L’activité de l’Observatoire s’inscrit dans la décennie 2019-2028 des Nations-Unies pour l’agriculture familiale qui vise à favoriser le développement de ce type d’agriculture et à protéger ces fermes familiales compte-tenu de leur importance démographique. Bien sûr, les données ne sont pas toujours accessibles ou sont de qualité inégale. Par exemple pour le continent africain, en 2021, seul un pays sur cinq disposait de chiffres récents. Cependant, les enquêtes de terrain restent la façon la plus efficace d’accéder aux informations et de répondre aux intérêts des acteurs eux-mêmes.

Quels intérêts y trouvent justement les acteurs, localement ?

Les organisations représentatives peuvent bénéficier à travers les données de l’Observatoire d’une meilleure connaissance de leurs membres et ainsi renforcer leurs plaidoyers. Les gouvernements sont aussi concernés : l’enquête récente que nous avons conduite dans le nord-ouest de la Tunisie permettra de renseigner la stratégie nationale de son gouvernement, qui vise notamment à réduire la dépendance aux importations de céréales. Nous positionnons l’Observatoire comme un outil adaptable aux besoins des pays : leur proposer une connaissance plus fine de la diversité des exploitations agricoles peut les aider à développer des stratégies plus efficaces.

A un niveau plus macro, l’ONUAA gère d’autres programmes plus ambitieux, comme le projet « 50 by 2030 », en partenariat avec la Banque Mondiale et le FIDA, qui doit permettre aux cinquante pays les moins avancés de développer des systèmes d’information sur leur agriculture pour pouvoir renseigner leurs engagements vis-à-vis des ODD de la décennie. Les sources de données de l’ONUAA peuvent aussi servir à ça.

Ce qu’il faut retenir, c’est que l’agriculture est diverse et plurielle : elle fait face à de multiples problématiques et, pour accompagner la transformation souhaitée des systèmes alimentaires vers plus de durabilité et de résilience, il faut adapter les politiques agricoles en tenant compte de la diversité des exploitations.

Quelles sont vos missions en tant que coordinatrice de l’Observatoire ?

Mon rôle est avant tout de développer des partenariats et de communiquer sur notre outil afin qu’il suscite l’intérêt d’autres acteurs, dont les partenaires techniques et financiers susceptibles de le soutenir. L’amélioration de la qualité des connaissances est un enjeu fort  au sein d’une institution qui travaille sur le développement.

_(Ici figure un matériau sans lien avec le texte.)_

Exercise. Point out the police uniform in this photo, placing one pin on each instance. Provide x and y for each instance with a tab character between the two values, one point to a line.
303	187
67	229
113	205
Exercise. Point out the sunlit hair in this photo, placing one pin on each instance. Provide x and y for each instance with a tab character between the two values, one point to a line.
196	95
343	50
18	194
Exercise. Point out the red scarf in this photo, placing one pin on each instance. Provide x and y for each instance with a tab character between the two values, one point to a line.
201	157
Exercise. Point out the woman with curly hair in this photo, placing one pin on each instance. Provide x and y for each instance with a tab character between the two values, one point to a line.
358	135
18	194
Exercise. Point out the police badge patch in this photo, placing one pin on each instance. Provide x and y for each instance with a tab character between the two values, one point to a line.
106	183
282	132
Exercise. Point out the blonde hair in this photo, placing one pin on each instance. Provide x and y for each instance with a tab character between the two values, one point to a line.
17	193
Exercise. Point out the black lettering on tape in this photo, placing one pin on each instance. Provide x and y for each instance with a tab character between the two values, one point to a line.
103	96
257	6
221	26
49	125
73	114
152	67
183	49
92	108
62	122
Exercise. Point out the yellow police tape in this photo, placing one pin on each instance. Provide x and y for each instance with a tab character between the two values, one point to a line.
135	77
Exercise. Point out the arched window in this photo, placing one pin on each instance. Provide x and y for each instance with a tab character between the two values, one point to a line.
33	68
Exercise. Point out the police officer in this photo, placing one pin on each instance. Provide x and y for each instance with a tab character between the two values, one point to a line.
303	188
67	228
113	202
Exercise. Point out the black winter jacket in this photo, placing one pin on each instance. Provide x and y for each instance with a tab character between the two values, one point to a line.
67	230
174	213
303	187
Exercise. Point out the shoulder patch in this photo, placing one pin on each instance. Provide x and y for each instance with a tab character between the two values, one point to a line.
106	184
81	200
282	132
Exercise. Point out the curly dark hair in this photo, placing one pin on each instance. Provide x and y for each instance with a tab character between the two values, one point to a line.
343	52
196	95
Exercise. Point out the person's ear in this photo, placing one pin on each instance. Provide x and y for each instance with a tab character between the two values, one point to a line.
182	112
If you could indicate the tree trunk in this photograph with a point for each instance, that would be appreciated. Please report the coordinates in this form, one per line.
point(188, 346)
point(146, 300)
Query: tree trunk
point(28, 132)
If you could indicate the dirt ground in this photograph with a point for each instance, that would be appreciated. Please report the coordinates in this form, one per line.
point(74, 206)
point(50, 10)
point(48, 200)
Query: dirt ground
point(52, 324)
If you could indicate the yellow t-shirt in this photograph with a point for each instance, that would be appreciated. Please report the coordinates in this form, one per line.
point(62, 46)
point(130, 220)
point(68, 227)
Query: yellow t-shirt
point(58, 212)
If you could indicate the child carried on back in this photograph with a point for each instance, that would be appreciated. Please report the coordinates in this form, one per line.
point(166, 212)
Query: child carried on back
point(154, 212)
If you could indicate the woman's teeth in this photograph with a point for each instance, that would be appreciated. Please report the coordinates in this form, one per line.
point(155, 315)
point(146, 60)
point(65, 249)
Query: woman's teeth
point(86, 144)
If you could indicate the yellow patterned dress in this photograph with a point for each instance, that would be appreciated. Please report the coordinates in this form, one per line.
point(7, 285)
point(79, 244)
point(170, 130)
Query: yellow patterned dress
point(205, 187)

A l’ONUAA, il m’importe aussi de positionner l’Observatoire en interface avec d’autres programmes et d’autres équipes. Je suis rattachée à la « Division des terres et des eaux », et l’Observatoire apporte aux travaux de ses équipes une meilleure connaissance du milieu paysan. 

Qu’est-il prévu à l’agenda 2024 ?

Nous allons publier prochainement le Guide opérationnel de l’Observatoire : cet outil technique propose un cadre méthodologique de travail aux acteurs qui en ont besoin, mais nous voulons également l’utiliser comme support de communication pour mobiliser les décideurs et les financeurs et pouvoir développer d’autres projets.